Step 1: The initial guess is given as w0 = 3.

Step 2: Calculate the value of the function, f(w0), using the given equation:
f(w0) = 10/w0 - 0.77ln(w0) – 3.2 = 10/3 - 0.77ln(3) – 3.2 ≈ -6.16615

Step 3: Calculate the derivative of the function, f'(w), with respect to w:
f'(w) = -10/w^2 - 0.77/w

For w0 = 3, f'(w0) = -10/3^2 - 0.77/3 ≈ -3.697

Step 4: Use the Newton-Raphson formula to find the next approximation, w1:
w1 = w0 - f(w0)/f'(w0)
= 3 - (-6.16615)/(-3.697)
≈ 4.666

Step 5: Now, with the new approximation value, w1, repeat steps 2-4 until the desired level of accuracy is achieved.
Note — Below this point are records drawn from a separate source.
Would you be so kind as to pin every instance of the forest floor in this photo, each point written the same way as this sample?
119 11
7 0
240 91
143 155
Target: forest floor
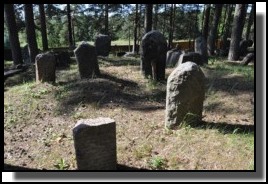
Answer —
39 118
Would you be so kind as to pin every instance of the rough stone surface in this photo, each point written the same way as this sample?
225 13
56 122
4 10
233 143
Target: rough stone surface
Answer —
62 59
103 45
95 144
248 58
87 60
185 93
201 48
153 55
190 56
173 57
45 67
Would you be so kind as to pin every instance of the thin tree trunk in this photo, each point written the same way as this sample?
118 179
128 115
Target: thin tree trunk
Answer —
238 24
213 32
13 34
72 18
148 18
224 19
43 27
203 17
206 21
170 35
155 17
227 28
164 25
250 21
107 19
134 49
30 31
69 26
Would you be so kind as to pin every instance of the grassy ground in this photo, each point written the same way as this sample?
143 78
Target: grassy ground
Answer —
38 119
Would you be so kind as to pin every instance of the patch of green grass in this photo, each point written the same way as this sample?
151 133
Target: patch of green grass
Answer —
8 64
61 164
157 162
143 151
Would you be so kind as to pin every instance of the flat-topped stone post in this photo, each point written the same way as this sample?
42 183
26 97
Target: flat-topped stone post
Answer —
95 144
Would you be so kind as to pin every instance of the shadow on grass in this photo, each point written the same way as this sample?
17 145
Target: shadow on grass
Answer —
26 76
8 167
224 127
221 78
107 91
119 61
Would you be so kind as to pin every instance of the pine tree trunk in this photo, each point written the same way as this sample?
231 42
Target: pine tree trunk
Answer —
106 19
135 49
69 26
170 35
43 27
30 31
155 17
148 18
13 34
206 21
237 28
250 21
227 28
213 31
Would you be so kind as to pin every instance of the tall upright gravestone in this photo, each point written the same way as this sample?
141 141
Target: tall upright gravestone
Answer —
103 45
201 48
87 60
185 93
153 55
95 144
45 67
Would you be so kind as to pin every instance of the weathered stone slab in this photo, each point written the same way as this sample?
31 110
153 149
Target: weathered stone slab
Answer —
87 60
45 67
185 93
95 144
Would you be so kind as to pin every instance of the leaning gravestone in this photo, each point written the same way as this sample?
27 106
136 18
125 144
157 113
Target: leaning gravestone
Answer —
95 144
190 56
62 59
87 60
201 48
25 54
243 46
173 57
153 55
185 93
45 67
103 45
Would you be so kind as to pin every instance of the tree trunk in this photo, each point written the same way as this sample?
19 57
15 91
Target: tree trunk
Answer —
30 31
250 21
206 21
69 26
43 27
247 59
170 32
224 19
213 32
106 29
135 49
238 24
13 34
202 21
148 18
164 24
155 16
227 23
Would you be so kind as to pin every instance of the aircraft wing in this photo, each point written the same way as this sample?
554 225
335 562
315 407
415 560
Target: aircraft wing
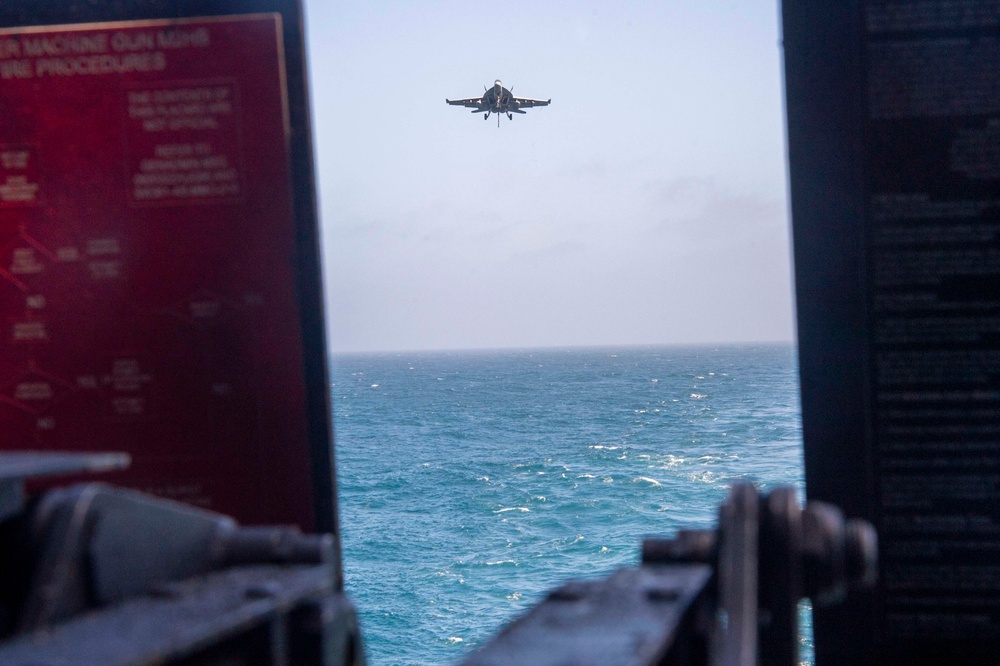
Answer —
471 102
527 102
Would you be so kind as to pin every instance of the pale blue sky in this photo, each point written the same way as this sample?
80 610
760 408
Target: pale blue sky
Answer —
646 205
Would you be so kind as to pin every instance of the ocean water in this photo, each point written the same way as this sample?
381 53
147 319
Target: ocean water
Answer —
471 482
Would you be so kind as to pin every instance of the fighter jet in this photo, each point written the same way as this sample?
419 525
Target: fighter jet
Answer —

Repeat steps 2 and 3 using w1 = 4.666 to get the updated values of f(w) and f'(w):

f(4.666) ≈ -1.403
f'(4.666) ≈ -0.556

Using these values, we can find the next approximation, w2:
w2 = w1 - f(w1)/f'(w1)
= 4.666 - (-1.403)/(-0.556)
≈ 6.584

Repeat this process until the desired level of accuracy is achieved or until the number of significant figures required is reached.

It's important to note that the Newton-Raphson method may not always converge or may converge to a different root if there are multiple roots or oscillations. Therefore, it's essential to verify the accuracy and stability of the method in your specific case.